Kompas/Yuniadhi Agung
Aktivis memegang poster saat hadir dalam aksi menyambut hari perempuan sedunia di kawasan sekitar Bundaran Bank Indonesia, Jakarta, Senin (8/3/2021). Mereka menyuarakan berbagai permasalahan yang dihadapi perempuan di Indonesia, antara lain masih terjadinya kekerasan terhadap perempuan serta kesetaraan dalam berbagai hal.
Padahal, faktanya, perempuan berperan menyejahterakaan masyarakat. Survei Smeru Research Institute dan Prospera, Oktober-November 2020 tentang dampak sosial ekonomi Covid-19 pada rumah tangga Indonesia menyebut, separuh dari perempuan bekerja demi mendukung keluarga.

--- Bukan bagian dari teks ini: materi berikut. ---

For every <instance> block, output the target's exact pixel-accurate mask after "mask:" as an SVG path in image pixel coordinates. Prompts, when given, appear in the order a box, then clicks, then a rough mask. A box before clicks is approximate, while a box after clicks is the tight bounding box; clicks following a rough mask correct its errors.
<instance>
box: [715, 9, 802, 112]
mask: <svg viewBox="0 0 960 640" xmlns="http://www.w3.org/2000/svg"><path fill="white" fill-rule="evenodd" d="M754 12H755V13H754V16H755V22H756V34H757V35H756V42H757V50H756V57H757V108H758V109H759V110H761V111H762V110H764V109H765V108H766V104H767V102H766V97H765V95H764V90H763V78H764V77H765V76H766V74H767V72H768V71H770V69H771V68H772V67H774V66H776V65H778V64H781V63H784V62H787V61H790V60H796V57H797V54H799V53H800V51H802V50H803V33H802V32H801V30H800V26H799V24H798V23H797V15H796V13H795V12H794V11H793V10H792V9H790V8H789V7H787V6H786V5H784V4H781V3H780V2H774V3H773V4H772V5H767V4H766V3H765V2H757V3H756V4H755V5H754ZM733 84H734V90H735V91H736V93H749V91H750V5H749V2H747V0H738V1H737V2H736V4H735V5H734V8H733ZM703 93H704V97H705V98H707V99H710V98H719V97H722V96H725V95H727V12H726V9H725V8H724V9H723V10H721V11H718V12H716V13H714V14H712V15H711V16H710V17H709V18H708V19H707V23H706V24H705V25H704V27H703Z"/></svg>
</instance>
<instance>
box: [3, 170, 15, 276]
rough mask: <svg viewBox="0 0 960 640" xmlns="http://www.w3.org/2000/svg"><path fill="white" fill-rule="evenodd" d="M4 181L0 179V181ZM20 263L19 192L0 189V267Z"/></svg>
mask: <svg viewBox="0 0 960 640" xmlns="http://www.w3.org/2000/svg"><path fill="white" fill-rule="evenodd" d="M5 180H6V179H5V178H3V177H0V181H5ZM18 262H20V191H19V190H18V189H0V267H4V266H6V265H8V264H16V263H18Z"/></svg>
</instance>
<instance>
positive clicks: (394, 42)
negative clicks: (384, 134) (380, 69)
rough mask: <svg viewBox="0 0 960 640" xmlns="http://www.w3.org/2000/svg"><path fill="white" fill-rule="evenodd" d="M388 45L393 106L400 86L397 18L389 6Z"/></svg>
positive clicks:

Hasil survei pada 12.216 rumah tangga yang diwawancarai BPS sebagai sampel Survei Sosial Ekonomi Nasional dan diluncurkan 4 Maret 2021 memperlihatkan, para ibu tiga kali lebih sering mengasuh anak dibandingkan para ayah. Dengan demikian, beban ibu yang bekerja tentu lebih berat dibanding suami (Kompas, 1/4/2021).
Itu sebabnya, narasi perempuan sumber fitnah perlu dilawan. Kehadiran buku Perempuan (Bukan) Sumber Fitnah dengan perspektif mubādalah diharapkan jadi salah satu jalan memanusiakan perempuan.
KH Husein Muhammad, Pengasuh Pondok Pesantren Dar al-Tauhid Cirebon, mengatakan, mubādalah merupakan the golden rule (aturan emas) yang menuntun siapa pun menjalani hidup, terutama dalam relasi antarmanusia. “Pada akhirnya, golden rule itu engkau adalah aku yang lain,” ucapnya.